Monday, July 17, 2017By:
Wow, what a week! It is certainly a busy time to be in DC.
Every morning I wake up and see that the top news story is only a few miles away. Last week it was the Comey hearing; this week it was the Sessions hearing and then the terrible shooting during a morning baseball practice for the Congressional Baseball Game. I’m certainly glad that the four victims survived, but it was unnerving to have such a shooting happen so close.
On the plus side I think I’m starting to get the hang of DC life. Once I get over the heat and humidity it’s not so bad. Around rush hour the city runs like clockwork. Metro trains pull up to the station. People stream off. People stream on. Escalators change directions depending on traffic flow and there are rarely any holdups. I really like the efficiency. Working in an office on Capitol Hill is also starting to feel normal. It’s weird to think that walking by the Capitol Building or senators offices is already becoming routine.
I got to see the Senate in action this week. Myself and another intern from the committee attended what we’re pretty sure was a vote. It was a bit confusing and a little chaotic. Senators slowly trickled into the gallery, but very few of them actually sat down and most were just wandering around talking to each other. However, I did catch glimpses of Sen. Sanders, Warren, Rubio, McCain and many others. On the way back someone stepped into our elevator just as the doors were closing. Both of us recognized him as a senator, but we couldn’t remember which one (maybe I should get some flashcards together). I looked afterwards and it was Sen. Tom Cotton.

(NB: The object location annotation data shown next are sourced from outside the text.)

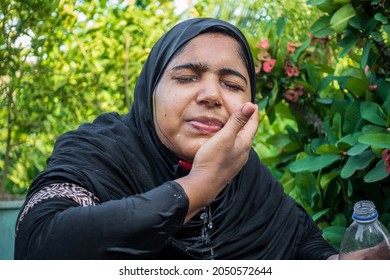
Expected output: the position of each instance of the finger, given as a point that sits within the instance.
(250, 128)
(239, 119)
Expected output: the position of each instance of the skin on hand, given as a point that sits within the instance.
(204, 115)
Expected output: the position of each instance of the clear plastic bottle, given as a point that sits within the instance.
(366, 238)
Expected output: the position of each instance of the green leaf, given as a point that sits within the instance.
(327, 178)
(357, 149)
(334, 234)
(350, 139)
(305, 188)
(356, 163)
(377, 36)
(327, 149)
(373, 113)
(380, 140)
(349, 43)
(357, 86)
(340, 18)
(313, 163)
(365, 54)
(326, 6)
(319, 214)
(381, 18)
(383, 89)
(281, 26)
(321, 27)
(377, 173)
(372, 129)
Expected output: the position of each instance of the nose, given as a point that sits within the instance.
(210, 93)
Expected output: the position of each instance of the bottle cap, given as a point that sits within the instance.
(364, 211)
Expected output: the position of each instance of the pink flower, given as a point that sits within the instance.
(386, 158)
(269, 65)
(292, 95)
(372, 87)
(264, 56)
(292, 71)
(291, 47)
(263, 44)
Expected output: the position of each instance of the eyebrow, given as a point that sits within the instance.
(201, 67)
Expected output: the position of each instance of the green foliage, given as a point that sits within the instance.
(80, 58)
(337, 149)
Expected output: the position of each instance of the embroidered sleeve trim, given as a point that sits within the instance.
(73, 192)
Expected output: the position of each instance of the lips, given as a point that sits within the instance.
(206, 125)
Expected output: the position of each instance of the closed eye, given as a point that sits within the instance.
(186, 79)
(232, 86)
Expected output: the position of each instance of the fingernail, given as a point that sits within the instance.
(248, 109)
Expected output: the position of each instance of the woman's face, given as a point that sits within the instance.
(199, 90)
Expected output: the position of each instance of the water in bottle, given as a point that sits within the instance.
(366, 238)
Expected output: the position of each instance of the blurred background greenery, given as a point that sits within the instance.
(322, 78)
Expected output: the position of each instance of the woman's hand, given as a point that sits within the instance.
(220, 158)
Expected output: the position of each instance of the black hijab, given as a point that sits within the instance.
(117, 156)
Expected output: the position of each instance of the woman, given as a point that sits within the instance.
(176, 178)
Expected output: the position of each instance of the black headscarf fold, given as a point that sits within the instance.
(117, 156)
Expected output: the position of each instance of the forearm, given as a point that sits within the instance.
(134, 227)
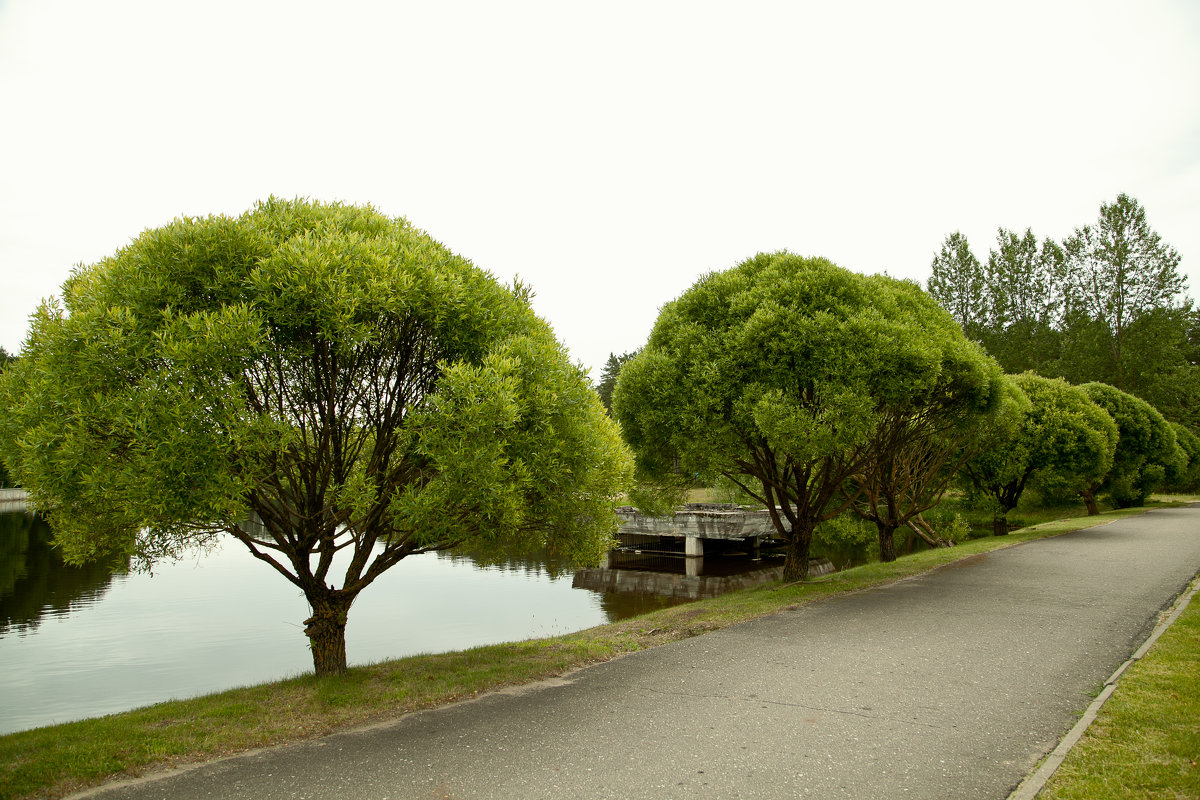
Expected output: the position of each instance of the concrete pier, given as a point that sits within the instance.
(694, 523)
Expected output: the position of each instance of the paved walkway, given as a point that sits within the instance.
(949, 685)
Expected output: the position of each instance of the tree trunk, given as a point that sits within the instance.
(796, 565)
(327, 631)
(927, 533)
(887, 542)
(1089, 495)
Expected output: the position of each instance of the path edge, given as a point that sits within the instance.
(1036, 781)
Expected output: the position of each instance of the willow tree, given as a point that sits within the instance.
(327, 385)
(1060, 434)
(924, 435)
(1145, 455)
(778, 374)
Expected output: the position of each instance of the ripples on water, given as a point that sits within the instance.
(79, 642)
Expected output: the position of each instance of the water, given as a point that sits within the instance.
(85, 642)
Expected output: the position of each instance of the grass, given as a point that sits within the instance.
(1146, 740)
(59, 759)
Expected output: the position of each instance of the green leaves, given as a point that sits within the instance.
(337, 373)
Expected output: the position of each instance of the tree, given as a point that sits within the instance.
(1146, 449)
(327, 385)
(922, 441)
(777, 374)
(1024, 286)
(1062, 434)
(959, 284)
(609, 377)
(1119, 270)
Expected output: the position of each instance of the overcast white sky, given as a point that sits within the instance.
(607, 152)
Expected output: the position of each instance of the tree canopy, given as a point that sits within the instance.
(330, 386)
(779, 373)
(1145, 453)
(1061, 433)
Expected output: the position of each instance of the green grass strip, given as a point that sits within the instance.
(1145, 743)
(55, 761)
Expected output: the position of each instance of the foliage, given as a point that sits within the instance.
(1121, 269)
(1187, 475)
(921, 441)
(1061, 435)
(318, 382)
(609, 377)
(1105, 305)
(959, 284)
(778, 373)
(1145, 451)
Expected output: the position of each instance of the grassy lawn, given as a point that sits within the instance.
(54, 761)
(1146, 740)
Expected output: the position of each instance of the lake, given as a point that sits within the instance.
(81, 642)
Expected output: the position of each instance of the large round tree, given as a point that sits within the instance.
(1146, 449)
(1061, 435)
(780, 374)
(329, 386)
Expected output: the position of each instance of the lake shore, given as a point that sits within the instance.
(55, 761)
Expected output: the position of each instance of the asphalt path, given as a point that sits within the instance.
(953, 684)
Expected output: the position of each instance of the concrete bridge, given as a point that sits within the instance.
(695, 523)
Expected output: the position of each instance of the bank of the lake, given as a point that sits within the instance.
(55, 761)
(83, 642)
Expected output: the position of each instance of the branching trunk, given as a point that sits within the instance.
(327, 630)
(796, 565)
(887, 541)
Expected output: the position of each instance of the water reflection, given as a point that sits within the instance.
(84, 642)
(34, 581)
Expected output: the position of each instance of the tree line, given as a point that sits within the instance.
(819, 391)
(337, 391)
(1105, 304)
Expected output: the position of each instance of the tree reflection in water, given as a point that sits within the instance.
(34, 581)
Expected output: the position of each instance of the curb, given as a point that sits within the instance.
(1033, 783)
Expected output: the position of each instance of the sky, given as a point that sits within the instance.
(607, 154)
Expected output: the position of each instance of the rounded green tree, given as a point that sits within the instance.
(783, 373)
(1146, 449)
(1061, 434)
(329, 386)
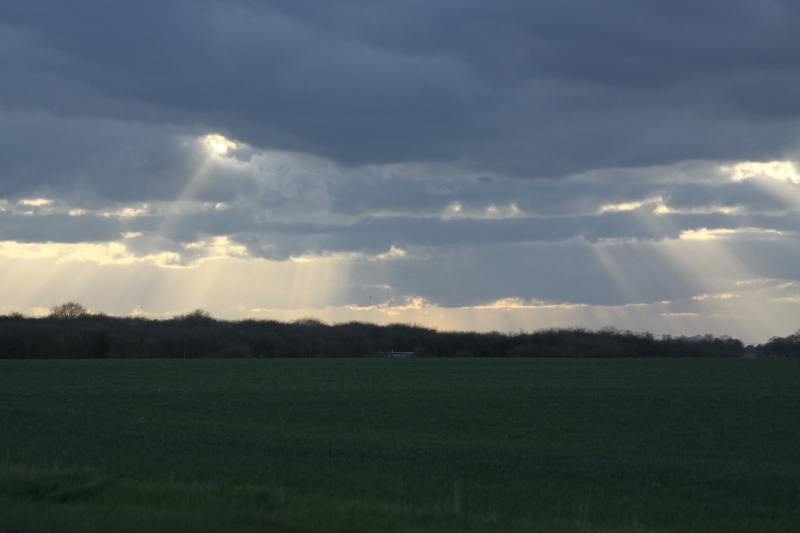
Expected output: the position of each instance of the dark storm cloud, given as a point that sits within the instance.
(529, 89)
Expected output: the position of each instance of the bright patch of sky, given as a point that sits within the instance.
(491, 165)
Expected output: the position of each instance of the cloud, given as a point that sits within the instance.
(507, 159)
(539, 89)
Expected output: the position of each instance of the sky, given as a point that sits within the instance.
(464, 165)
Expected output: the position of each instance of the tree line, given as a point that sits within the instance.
(72, 331)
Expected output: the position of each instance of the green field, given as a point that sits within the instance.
(400, 445)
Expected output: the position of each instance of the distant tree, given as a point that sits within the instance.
(68, 310)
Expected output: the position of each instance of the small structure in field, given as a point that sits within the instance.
(397, 354)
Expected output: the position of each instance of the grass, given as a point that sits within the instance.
(400, 445)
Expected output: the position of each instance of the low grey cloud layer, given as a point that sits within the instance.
(456, 153)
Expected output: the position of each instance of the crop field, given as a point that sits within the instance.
(425, 445)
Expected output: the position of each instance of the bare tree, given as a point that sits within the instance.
(68, 310)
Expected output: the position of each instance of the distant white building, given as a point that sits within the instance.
(397, 354)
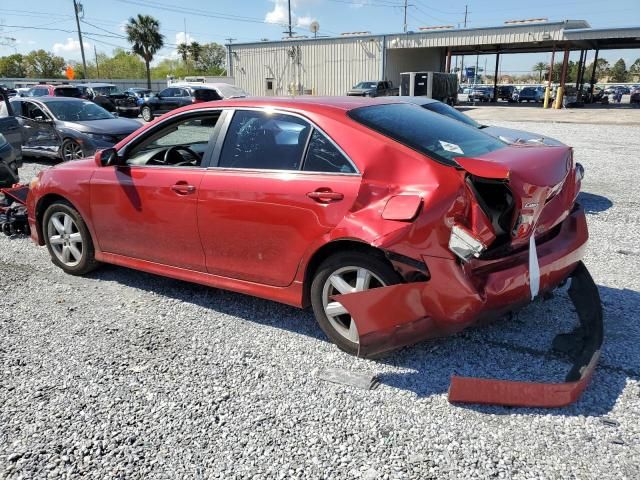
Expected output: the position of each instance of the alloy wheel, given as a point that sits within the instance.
(346, 280)
(71, 151)
(65, 239)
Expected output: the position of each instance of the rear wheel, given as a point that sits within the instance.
(68, 239)
(147, 114)
(346, 273)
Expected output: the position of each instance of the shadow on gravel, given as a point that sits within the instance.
(593, 203)
(501, 350)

I’m amazed at how much I have learned so far considering it has only been three weeks. I attended several more briefings including one about the future of semiconductors and computer memory. I found this fascinating and even asked a question about quantum computing. I was also given the task of concisely explaining some of the projects in the high-energy physics section of the 2018 budget request. This was a great test of my education and even though I haven’t had any particle physics courses I was able to understand most everything. Through this process I learned a lot about the current state of the field. I’m looking forward to watching projects like the Deep Underground Neutrino Experiment (DUNE) develop.